Page MenuHomePhabricator

Page previews ignoring text in parentheses breaks some pages
Closed, ResolvedPublic

Description

The page preview (the thing you see when you mouse over a link) shows the first couple sentences of the linked page, but ignores text in parenthese. Some mathematical pages use parentheses to indicate ordered pairs and removing them makes the sentence unintelligible. For example, the Wikipedia page https://en.wikipedia.org/wiki/Completely_metrizable_space starts out as follows:

"In mathematics, a completely metrizable space (metrically topologically complete space) is a topological space (X, T) for which there exists at least one metric d on X such that (X, d) is a complete metric space and d induces the topology T."

In the preview this reads "...at least one metric d on X such that is a complete metric space..." which makes no sense.

Event Timeline

Jdlrobson edited projects, added Web-Team-Backlog (Tracking); removed Web-Team-Backlog.
Jdlrobson subscribed.

My understanding is this is a bug in the API. I remember when we speced this out we only kept parentheses without spaces. This one has a space and a single comma. it's possible we could expand the summary endpoint to allow two word matches with a comma.

Pcoombe renamed this task from Page previews ignoring text in parentheses breaks some mathematical pages to Page previews ignoring text in parentheses breaks some pages.Sep 18 2022, 12:13 PM
vadim-kovalenko changed the task status from Open to In Progress.Jan 13 2023, 10:51 AM
vadim-kovalenko claimed this task.
vadim-kovalenko moved this task from Needs Triage to In Progress on the Page Content Service board.

Change 879900 had a related patch set uploaded (by Vadim Kovalenko; author: Vadim Kovalenko):

[mediawiki/services/mobileapps@master] Mobileapps: Page previews ignoring text in parentheses breaks some pages

https://gerrit.wikimedia.org/r/879900

Change 879900 merged by jenkins-bot:

[mediawiki/services/mobileapps@master] Mobileapps: Page previews ignoring text in parentheses breaks some pages

https://gerrit.wikimedia.org/r/879900

@vadim-kovalenko I am still seeing the bug when long pressing on iOS (I went to Polish space on EN Wikipedia > long pressed the "completely metrizable" link). We do have an existing client-side bug where we aren't pulling the summary endpoint html, however, so that could be why.

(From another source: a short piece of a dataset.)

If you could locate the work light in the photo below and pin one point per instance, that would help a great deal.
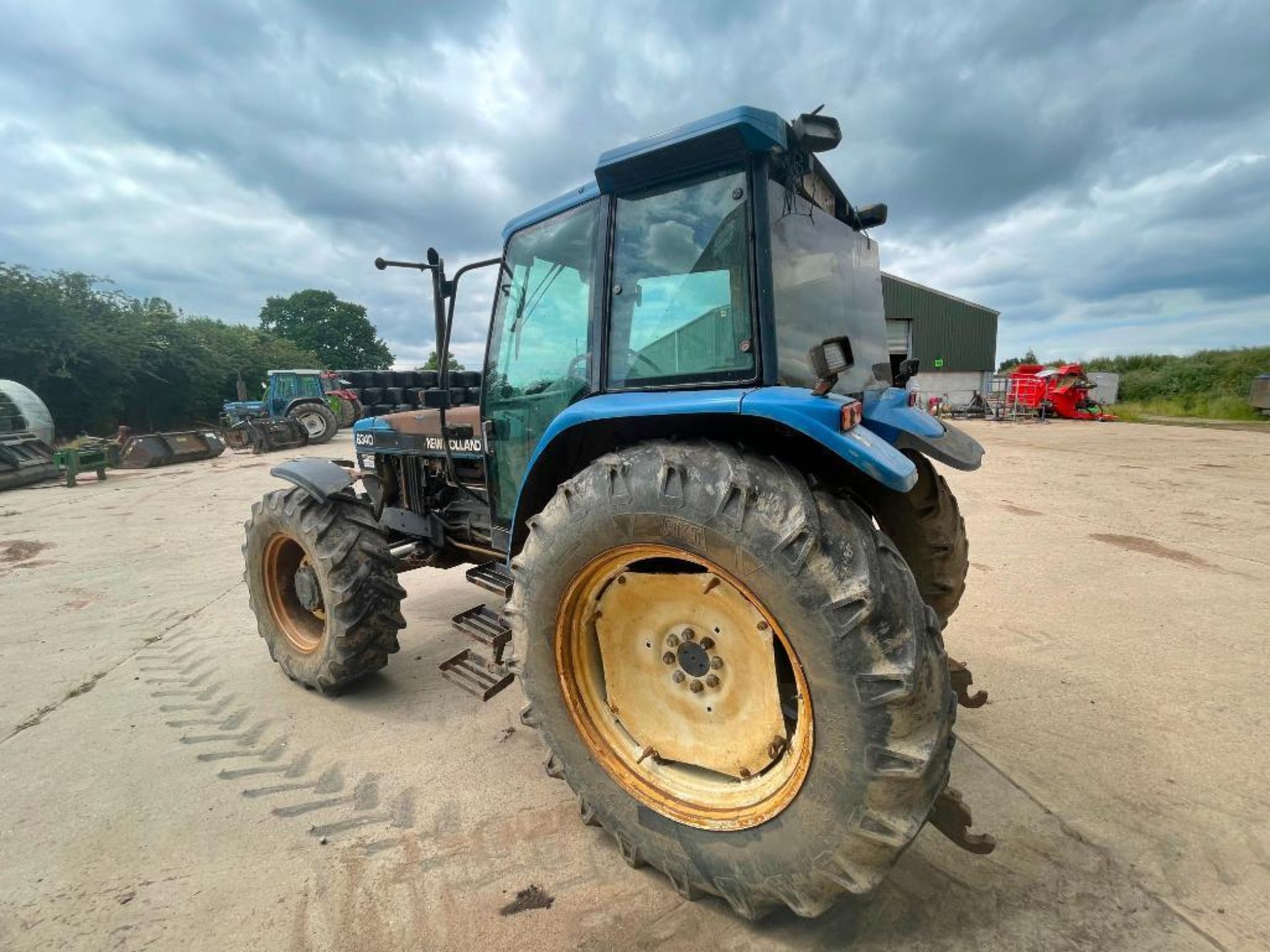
(828, 360)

IMG_0166.PNG (2×1 px, 2 MB)

@Tsevener a lot of lead paragraphs have some text in parentheses which is truncated. You can check my comment here for more details: https://phabricator.wikimedia.org/T259891#8542852. In your particular case, there is a ref inside parentheses that isn't filtered by regexp implemented in this patch. My solution tends to work only with italic letters. There are tons of possible cases where parentheses with the content should be kept for the preview, let's discuss.

We are going to close this task but it is blocked by https://phabricator.wikimedia.org/T91344 which is still open.

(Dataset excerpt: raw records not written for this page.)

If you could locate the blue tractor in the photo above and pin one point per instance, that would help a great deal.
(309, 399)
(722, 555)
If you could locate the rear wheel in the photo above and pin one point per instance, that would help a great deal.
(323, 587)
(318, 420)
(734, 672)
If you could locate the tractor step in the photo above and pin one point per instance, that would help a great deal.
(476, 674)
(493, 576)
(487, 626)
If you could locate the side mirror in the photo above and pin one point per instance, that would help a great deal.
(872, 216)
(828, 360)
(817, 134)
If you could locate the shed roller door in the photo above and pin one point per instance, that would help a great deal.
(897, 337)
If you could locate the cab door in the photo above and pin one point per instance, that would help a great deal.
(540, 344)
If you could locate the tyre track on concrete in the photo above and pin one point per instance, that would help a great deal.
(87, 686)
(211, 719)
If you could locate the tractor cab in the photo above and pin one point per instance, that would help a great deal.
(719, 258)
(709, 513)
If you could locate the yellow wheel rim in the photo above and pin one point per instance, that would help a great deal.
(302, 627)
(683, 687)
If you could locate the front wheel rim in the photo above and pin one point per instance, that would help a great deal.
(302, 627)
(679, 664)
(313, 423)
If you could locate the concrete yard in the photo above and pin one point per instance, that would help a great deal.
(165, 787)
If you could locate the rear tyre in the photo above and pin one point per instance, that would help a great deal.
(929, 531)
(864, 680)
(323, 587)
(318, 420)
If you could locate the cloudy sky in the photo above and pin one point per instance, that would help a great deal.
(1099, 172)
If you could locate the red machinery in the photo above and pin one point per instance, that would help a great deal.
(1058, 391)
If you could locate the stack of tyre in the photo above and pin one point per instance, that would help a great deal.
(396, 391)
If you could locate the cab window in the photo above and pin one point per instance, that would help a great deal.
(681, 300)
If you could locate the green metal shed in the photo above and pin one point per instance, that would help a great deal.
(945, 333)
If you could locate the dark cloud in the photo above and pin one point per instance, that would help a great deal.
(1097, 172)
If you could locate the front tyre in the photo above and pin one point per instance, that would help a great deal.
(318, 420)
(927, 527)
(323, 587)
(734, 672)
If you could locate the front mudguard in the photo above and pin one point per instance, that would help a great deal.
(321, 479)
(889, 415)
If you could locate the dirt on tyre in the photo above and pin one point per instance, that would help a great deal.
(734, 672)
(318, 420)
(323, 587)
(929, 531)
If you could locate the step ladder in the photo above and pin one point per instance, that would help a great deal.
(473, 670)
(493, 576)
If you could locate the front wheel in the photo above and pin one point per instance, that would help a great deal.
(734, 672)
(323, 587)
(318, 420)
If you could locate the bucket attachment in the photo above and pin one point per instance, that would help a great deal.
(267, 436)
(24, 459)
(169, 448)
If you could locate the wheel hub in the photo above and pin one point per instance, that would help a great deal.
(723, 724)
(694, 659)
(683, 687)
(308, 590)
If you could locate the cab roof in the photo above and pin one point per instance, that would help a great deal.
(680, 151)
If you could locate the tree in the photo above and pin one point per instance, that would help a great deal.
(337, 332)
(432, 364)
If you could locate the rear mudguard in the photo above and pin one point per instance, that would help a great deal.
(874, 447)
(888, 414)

Hey there! I'm not sure if this discussion is exactly the right place to bring up this issue, but it's definitely related. This might provide more context for what I'm talking about. Essentially, previews seem to have instructions to remove any text inside parentheses and replace it with a space [ ] character, and this causes an issue when there is punctuation right after the parentheses. Is this something that can be fixed in this particular situation?

@vadim-kovalenko: Going to close as declined? Or did something get resolved?

@Aklapper I was about to close it as resolved but need product and web agreements first. There should be a decision about the definition of what exactly should be excluded inside parentheses.

Closed this as resolved since this issue has been fixed and fixes are currently on prod. If there are any related problems, feel free to file a new ticket for them.